IMPULSE – 14. März 2013

Da, und plötzlich: gestern um 19.06 Uhr sieht die Welt den weißen Rauch. Der Petersplatz füllt sich. Die Stimmung ist froh-erregt. Wer wird es sein? Mit Franziskus hat niemand gerechnet, kaum jemand mit dem Papst aus Argentinien, der ja auch schon 77 Jahre alt ist. In seinen ersten Schritten und seinen ersten Worten und Gesten bezeugt er einen Aufbruch, und zeugt Hoffnung.

 

Ein Heiliger über alle Grenzen hinweg, das war Franziskus von Assisi. Er stammte aus einer reichen Bürgerfamilie, aber er suchte, und er fand das Evangelium. „Sine glossa“ – ohne Kommentar wollte er es leben.
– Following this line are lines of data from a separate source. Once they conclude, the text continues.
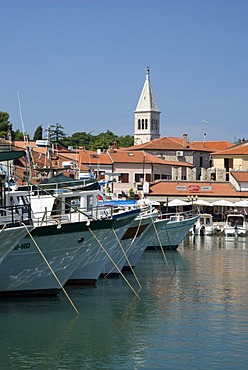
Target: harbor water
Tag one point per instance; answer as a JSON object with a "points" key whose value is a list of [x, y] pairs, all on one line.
{"points": [[190, 313]]}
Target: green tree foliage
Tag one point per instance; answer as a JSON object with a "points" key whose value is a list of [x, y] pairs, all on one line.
{"points": [[55, 133], [5, 125], [125, 141], [104, 140], [18, 135], [38, 133], [101, 141]]}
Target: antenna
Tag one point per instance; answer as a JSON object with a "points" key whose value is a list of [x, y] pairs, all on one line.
{"points": [[205, 129], [25, 137]]}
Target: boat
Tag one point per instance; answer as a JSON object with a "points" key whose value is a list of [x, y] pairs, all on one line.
{"points": [[15, 222], [204, 225], [127, 242], [147, 218], [65, 234], [235, 225], [109, 256], [169, 230]]}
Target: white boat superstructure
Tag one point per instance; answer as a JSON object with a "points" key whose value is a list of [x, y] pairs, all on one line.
{"points": [[127, 238], [169, 230], [65, 243], [204, 225], [146, 219], [235, 225]]}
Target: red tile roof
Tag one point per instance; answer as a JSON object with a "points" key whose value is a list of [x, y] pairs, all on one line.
{"points": [[131, 156], [241, 176], [204, 189], [239, 149], [215, 145], [170, 143]]}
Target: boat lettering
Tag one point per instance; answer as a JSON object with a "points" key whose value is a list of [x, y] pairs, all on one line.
{"points": [[22, 246]]}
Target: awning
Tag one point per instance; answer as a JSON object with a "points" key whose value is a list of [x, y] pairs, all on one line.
{"points": [[11, 154]]}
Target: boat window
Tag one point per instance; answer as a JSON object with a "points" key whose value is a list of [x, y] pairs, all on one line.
{"points": [[72, 203], [89, 202]]}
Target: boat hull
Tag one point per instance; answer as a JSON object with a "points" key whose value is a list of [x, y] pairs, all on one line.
{"points": [[24, 270], [169, 234]]}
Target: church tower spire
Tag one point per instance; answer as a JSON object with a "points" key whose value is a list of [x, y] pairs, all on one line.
{"points": [[146, 115]]}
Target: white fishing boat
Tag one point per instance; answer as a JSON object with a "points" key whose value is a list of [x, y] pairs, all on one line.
{"points": [[235, 225], [138, 244], [169, 231], [127, 242], [204, 225], [12, 229], [13, 225], [67, 239]]}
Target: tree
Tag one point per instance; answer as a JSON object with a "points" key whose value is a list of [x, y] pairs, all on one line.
{"points": [[5, 125], [103, 140], [55, 133], [18, 135], [38, 133], [125, 141]]}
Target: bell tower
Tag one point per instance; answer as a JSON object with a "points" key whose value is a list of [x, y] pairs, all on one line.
{"points": [[146, 115]]}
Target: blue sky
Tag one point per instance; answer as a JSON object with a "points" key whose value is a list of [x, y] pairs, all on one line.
{"points": [[82, 63]]}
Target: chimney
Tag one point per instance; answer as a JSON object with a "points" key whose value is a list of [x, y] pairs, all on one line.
{"points": [[185, 140]]}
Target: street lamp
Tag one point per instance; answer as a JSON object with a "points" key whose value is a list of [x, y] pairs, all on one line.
{"points": [[192, 199]]}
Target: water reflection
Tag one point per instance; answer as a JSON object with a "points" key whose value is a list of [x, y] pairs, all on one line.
{"points": [[193, 313]]}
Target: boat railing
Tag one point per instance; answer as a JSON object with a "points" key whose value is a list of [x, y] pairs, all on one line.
{"points": [[73, 214], [15, 214], [176, 216]]}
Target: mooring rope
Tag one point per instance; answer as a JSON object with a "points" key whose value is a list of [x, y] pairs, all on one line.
{"points": [[111, 259], [127, 259], [160, 244], [52, 271], [4, 227]]}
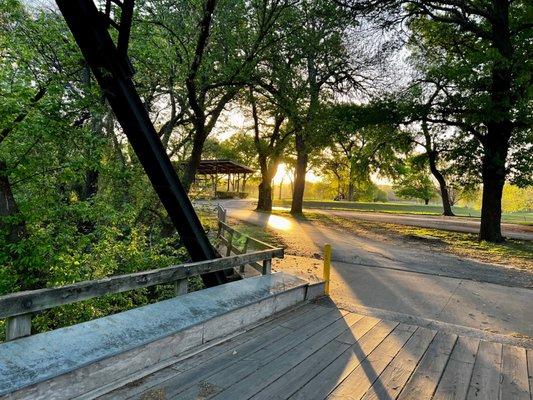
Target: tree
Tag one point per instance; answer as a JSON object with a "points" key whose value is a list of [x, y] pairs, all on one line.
{"points": [[270, 140], [369, 138], [480, 53], [229, 39], [309, 64], [415, 184]]}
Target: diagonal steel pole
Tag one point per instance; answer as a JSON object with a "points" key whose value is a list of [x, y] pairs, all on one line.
{"points": [[113, 73]]}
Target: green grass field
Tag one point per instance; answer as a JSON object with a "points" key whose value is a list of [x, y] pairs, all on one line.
{"points": [[525, 218]]}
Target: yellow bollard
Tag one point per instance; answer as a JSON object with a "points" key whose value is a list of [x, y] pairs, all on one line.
{"points": [[327, 267]]}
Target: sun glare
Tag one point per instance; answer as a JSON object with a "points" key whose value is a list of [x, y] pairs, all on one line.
{"points": [[280, 223]]}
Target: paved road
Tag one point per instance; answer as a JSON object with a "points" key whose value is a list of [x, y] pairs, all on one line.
{"points": [[455, 224], [374, 271]]}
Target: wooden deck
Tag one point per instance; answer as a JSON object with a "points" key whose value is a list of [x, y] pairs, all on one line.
{"points": [[318, 352]]}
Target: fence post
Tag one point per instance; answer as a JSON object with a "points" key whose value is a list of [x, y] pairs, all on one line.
{"points": [[327, 267], [267, 266], [18, 326], [230, 240], [244, 250], [181, 287], [221, 213]]}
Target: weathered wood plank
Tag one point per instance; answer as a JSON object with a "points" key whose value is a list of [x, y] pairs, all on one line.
{"points": [[326, 381], [18, 326], [456, 377], [37, 300], [253, 374], [394, 377], [426, 376], [366, 374], [530, 371], [289, 382], [181, 287], [485, 382], [264, 348], [239, 344], [255, 241], [515, 380]]}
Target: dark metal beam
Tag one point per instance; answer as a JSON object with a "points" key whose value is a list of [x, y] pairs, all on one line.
{"points": [[113, 72]]}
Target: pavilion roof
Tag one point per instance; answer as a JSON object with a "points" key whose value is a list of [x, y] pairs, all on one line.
{"points": [[210, 167]]}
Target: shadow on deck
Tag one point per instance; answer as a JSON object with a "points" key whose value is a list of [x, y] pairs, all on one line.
{"points": [[318, 352]]}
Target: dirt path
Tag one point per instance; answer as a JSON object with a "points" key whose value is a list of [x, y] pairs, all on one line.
{"points": [[409, 278], [454, 224]]}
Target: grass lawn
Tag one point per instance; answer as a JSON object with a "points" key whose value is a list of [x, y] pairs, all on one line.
{"points": [[515, 253], [525, 218]]}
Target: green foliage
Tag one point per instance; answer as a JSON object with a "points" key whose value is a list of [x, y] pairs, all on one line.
{"points": [[415, 184]]}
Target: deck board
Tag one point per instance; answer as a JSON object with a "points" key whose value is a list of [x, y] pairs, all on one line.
{"points": [[515, 383], [394, 377], [366, 374], [485, 381], [290, 382], [456, 377], [228, 367], [318, 352]]}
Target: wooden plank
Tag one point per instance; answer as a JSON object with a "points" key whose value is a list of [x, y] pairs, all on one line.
{"points": [[181, 287], [239, 344], [425, 378], [267, 267], [458, 372], [227, 367], [255, 241], [515, 382], [255, 374], [18, 326], [393, 378], [291, 381], [42, 299], [230, 244], [366, 374], [326, 381], [485, 382]]}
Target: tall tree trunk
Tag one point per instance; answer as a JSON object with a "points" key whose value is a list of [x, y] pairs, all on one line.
{"points": [[299, 174], [493, 175], [13, 226], [264, 200], [432, 158], [445, 196], [10, 222], [499, 128], [265, 190], [351, 191]]}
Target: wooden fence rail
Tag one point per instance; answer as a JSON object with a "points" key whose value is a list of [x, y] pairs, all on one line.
{"points": [[18, 307]]}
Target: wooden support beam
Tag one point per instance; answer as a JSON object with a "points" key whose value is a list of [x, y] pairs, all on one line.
{"points": [[37, 300], [181, 287], [267, 267], [18, 326]]}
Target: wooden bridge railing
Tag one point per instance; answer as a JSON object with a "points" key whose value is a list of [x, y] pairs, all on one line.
{"points": [[18, 307], [228, 236]]}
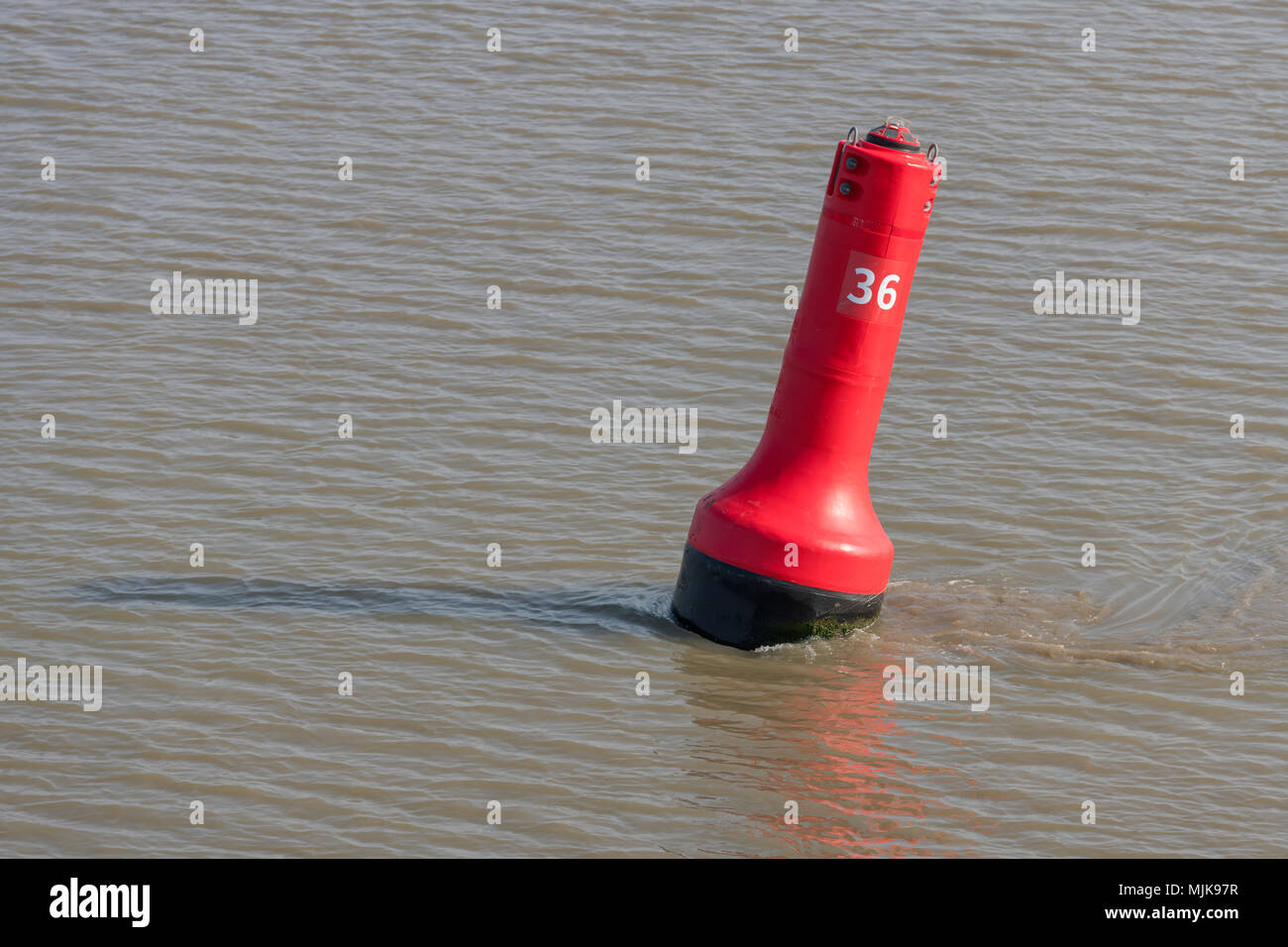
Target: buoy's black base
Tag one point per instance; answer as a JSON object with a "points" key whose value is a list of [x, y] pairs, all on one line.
{"points": [[733, 605]]}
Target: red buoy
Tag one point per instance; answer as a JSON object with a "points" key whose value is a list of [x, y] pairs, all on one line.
{"points": [[790, 547]]}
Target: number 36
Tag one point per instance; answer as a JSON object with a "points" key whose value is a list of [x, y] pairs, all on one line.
{"points": [[885, 291]]}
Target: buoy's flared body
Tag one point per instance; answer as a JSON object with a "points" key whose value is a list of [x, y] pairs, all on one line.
{"points": [[791, 547]]}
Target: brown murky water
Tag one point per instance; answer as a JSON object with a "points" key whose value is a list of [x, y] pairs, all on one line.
{"points": [[516, 169]]}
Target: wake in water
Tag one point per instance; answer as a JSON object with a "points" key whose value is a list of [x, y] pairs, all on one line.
{"points": [[960, 618]]}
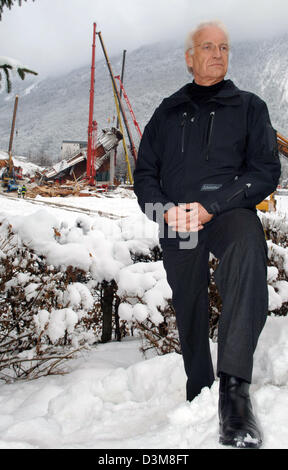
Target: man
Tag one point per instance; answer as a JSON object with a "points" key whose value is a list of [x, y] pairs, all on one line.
{"points": [[24, 191], [208, 156]]}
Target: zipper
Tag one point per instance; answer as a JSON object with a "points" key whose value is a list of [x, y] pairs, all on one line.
{"points": [[247, 186], [183, 123], [209, 135]]}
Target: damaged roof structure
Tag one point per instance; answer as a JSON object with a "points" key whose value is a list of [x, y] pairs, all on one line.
{"points": [[74, 167]]}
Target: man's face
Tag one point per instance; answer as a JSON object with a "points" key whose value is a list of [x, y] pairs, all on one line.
{"points": [[211, 55]]}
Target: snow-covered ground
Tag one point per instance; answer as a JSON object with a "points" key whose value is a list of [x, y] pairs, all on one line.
{"points": [[114, 398]]}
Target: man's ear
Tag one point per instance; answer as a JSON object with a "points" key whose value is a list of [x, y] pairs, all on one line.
{"points": [[189, 58]]}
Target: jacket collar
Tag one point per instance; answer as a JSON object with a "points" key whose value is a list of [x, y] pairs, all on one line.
{"points": [[228, 95]]}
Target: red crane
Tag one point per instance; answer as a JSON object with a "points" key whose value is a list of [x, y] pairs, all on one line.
{"points": [[129, 106], [92, 126]]}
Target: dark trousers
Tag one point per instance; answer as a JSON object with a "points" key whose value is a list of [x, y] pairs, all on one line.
{"points": [[237, 239]]}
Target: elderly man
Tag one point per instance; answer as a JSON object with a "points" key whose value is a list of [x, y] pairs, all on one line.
{"points": [[208, 156]]}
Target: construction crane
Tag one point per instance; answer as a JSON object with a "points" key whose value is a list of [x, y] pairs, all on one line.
{"points": [[269, 204], [129, 106]]}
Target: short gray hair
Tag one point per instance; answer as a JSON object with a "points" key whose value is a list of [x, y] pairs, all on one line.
{"points": [[189, 43]]}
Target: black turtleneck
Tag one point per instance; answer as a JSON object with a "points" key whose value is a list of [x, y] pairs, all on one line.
{"points": [[200, 94]]}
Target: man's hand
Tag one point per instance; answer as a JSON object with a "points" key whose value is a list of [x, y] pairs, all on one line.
{"points": [[189, 217]]}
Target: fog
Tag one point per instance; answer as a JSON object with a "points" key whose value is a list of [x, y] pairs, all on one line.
{"points": [[53, 36]]}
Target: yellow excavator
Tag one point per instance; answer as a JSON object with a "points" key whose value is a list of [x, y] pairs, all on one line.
{"points": [[269, 204]]}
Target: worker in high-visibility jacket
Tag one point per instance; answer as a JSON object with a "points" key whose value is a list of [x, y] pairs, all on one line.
{"points": [[23, 190]]}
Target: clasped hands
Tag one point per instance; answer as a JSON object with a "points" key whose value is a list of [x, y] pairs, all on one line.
{"points": [[190, 217]]}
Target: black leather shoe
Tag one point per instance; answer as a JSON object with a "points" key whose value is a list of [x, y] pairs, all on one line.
{"points": [[238, 427]]}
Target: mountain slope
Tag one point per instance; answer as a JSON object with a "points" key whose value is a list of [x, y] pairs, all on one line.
{"points": [[56, 108]]}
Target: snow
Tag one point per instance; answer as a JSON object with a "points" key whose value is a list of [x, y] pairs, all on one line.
{"points": [[112, 397]]}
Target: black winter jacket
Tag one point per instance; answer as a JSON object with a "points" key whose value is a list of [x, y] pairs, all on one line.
{"points": [[224, 155]]}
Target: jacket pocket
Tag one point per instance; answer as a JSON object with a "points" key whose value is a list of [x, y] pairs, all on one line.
{"points": [[209, 133]]}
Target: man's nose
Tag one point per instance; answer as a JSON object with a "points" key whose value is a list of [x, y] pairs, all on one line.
{"points": [[217, 52]]}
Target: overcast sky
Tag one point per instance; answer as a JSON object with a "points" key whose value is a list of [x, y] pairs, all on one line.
{"points": [[55, 36]]}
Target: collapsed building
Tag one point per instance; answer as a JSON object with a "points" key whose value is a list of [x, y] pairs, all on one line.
{"points": [[73, 167]]}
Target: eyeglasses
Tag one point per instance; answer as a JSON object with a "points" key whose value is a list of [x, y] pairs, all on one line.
{"points": [[209, 47]]}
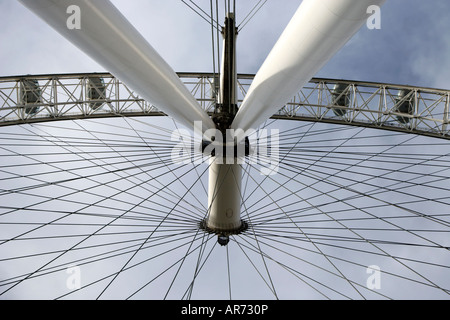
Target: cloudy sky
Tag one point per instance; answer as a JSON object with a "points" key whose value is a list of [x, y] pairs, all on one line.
{"points": [[411, 47]]}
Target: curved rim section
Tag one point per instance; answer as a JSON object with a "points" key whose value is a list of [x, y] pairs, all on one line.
{"points": [[41, 98]]}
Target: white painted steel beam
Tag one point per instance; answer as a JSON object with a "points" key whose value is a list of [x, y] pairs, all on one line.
{"points": [[318, 30], [110, 39]]}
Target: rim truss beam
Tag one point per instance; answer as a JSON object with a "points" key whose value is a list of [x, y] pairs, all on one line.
{"points": [[40, 98]]}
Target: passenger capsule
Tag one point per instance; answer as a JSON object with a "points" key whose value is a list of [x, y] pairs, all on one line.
{"points": [[341, 98], [404, 103], [30, 94]]}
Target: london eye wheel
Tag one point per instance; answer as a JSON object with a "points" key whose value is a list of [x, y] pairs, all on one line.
{"points": [[126, 184]]}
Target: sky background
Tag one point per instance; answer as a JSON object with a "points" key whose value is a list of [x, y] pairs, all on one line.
{"points": [[412, 47]]}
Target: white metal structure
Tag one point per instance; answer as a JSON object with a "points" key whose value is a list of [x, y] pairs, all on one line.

Und er hatte eine Inspiration: die Kirche wieder aufzubauen.

 

Mit einem solchen Namen hat der Papst ein Programm, das uns von Kirchehoch2 elektrisiert: ist das nicht genau jener Geist, den wir auch gespürt haben bei unserem Kongress? Ein Geist der Einfachheit und der Leidenschaft für eine Kirche, die kommen will: eine Kirche, die Raum schafft für die unerwarteten Einbrüche des Geistes? Eine Kirche, die ermutigt zum Experiment und zum Hinausgehen zu den Menschen: „Wenn wir Gläubige bleiben wollen, müssen wir hinausgehen. Indem man gläubig bleibt, geht man hinaus“ (Papst Franziskus)

 

Der neue Papst, der da gestern auf der Loggia stand, setzte ein bedeutsames Zeichen: Er verbeugte sich vor dem Volk Gottes, das da in Massen auf dem Petersplatz war. Genau – es ist die Kraft der Taufe, es ist die Kraft des Geistes und der Gaben, die uns Kirche sein läßt.

 

Sicher, der Papst ist römisch – in diesem neuen Papst spürt man aber zuerst jene Katholizität und Weite, die wir ersehnen. Und vielleicht liegt in der Verbeugung vor dem Volk Gottes jene Ermutigung und Ermächtigung, die Kirchehoch2 weitergehen läßt und sich in vielfachen Initiativen ausfalten will.